In Convex Optimization, Boyd & Vandenberghe 3.6 "Convexity with respect to generalized inequalities", example 3.46 says that : $\textbf{tr}(X^{-1})$ is matrix decreasing on $S^n_{++}$.
In the book, page 109 and 110
Which means if $X,Y$ are positive definite matrices, and $Y-X$ is positive semidefinite matrix, if $Y\neq X$, then $\textbf{tr}(X^{-1}) > \textbf{tr}(Y^{-1})$.
How to prove this? Thanks!
Form Convex optimization we know that $f(X)=\textbf{tr}(X^{-1})$ is convex on $S^n_{++}$.

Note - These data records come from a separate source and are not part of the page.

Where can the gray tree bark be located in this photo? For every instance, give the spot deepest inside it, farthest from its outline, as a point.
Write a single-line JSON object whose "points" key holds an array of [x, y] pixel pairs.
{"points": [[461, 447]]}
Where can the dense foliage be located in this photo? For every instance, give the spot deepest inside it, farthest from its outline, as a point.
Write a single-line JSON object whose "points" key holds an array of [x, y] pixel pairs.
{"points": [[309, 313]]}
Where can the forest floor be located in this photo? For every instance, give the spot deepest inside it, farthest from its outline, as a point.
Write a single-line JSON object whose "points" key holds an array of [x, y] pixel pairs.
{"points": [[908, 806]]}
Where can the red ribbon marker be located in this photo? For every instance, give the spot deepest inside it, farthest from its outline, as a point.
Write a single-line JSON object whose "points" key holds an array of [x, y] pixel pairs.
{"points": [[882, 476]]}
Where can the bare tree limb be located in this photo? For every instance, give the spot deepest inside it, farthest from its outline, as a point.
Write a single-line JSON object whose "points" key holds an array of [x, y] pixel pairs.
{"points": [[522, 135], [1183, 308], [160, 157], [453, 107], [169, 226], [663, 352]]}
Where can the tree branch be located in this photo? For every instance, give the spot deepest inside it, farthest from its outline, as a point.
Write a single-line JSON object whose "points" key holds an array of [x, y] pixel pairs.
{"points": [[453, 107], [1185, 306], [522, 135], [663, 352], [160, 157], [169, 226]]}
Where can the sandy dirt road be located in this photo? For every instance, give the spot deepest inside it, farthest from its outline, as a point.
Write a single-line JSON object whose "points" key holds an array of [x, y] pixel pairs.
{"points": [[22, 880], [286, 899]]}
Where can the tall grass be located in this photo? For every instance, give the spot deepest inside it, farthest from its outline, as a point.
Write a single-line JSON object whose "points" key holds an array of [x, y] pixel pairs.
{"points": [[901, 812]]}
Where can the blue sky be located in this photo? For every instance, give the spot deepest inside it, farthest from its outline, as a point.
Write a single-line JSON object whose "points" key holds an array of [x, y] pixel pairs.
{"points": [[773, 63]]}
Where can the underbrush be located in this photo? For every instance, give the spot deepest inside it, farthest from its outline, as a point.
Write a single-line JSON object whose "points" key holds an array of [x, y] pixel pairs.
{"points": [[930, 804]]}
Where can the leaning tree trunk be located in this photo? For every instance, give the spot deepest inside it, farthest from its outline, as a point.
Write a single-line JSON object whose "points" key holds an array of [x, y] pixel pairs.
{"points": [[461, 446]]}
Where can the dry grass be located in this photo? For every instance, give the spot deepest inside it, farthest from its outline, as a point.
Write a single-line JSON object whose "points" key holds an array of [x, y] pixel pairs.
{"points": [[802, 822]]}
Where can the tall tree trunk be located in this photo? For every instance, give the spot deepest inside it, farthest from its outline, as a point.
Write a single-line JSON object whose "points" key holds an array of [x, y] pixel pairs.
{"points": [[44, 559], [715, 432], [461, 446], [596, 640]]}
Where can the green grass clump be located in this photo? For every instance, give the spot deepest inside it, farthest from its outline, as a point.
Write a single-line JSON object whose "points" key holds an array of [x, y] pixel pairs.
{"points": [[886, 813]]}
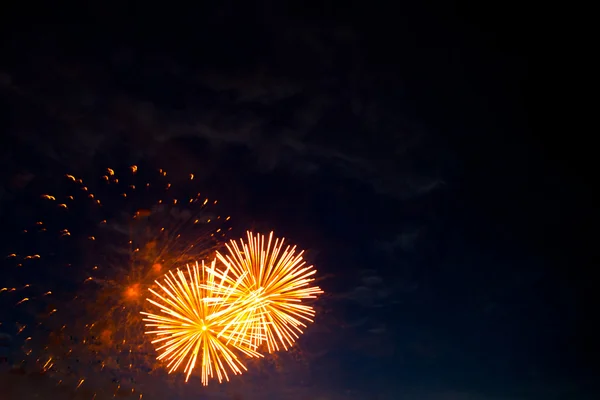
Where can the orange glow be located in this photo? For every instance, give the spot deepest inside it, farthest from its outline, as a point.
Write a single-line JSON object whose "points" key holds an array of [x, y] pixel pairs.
{"points": [[133, 292], [266, 285], [192, 328]]}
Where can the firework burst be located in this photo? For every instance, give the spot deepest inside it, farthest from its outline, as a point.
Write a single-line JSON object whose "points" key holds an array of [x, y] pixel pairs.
{"points": [[264, 286], [193, 325], [85, 255]]}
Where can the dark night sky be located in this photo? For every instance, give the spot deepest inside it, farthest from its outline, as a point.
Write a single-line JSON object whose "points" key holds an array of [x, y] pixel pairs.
{"points": [[394, 143]]}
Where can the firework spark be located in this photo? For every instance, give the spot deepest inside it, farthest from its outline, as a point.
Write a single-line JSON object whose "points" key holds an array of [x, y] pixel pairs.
{"points": [[93, 262], [264, 286], [193, 325]]}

According to First-order condition: $f(X)\geq f(Y) + \nabla f(Y) \cdot (X-Y), \forall X,Y \in S_{++}^n$.
Which implies: $\textbf{tr}(X^{-1}) \geq \textbf{tr}(Y^{-1}) + \dfrac{\partial \textbf{tr}(Y^{-1})}{ \partial Y} \cdot (X-Y) = \textbf{tr}(Y^{-1}) + (-Y^{-2T}) \cdot (X-Y) = \textbf{tr}(Y^{-1}) + (Y^{-2T}) \cdot (Y-X) = \textbf{tr}(Y^{-1}) + \textbf{tr}(Y^{-2} \cdot (Y-X)) $.

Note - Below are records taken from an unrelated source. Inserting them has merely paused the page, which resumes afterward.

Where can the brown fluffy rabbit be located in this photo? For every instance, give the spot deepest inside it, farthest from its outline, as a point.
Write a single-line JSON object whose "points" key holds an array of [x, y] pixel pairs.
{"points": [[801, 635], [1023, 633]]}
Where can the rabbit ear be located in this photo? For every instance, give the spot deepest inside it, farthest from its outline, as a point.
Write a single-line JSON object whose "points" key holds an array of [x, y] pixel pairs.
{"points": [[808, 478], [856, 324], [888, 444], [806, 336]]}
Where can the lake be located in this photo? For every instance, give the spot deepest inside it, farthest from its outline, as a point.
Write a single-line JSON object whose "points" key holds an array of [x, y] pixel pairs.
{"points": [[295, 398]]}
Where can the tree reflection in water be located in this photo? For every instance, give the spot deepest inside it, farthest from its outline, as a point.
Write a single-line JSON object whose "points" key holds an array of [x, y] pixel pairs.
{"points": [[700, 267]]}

$\textbf{tr}(Y^{-2} \cdot (Y-X)) \geq 0 $, since both $Y^{-2}$ and $(Y-X)$ are positive semidifinite matrices.
So $\textbf{tr}(X^{-1}) \geq \textbf{tr}(Y^{-1}) $, if $X,Y$ are positive definite and $Y-X$ is positive semidefinite.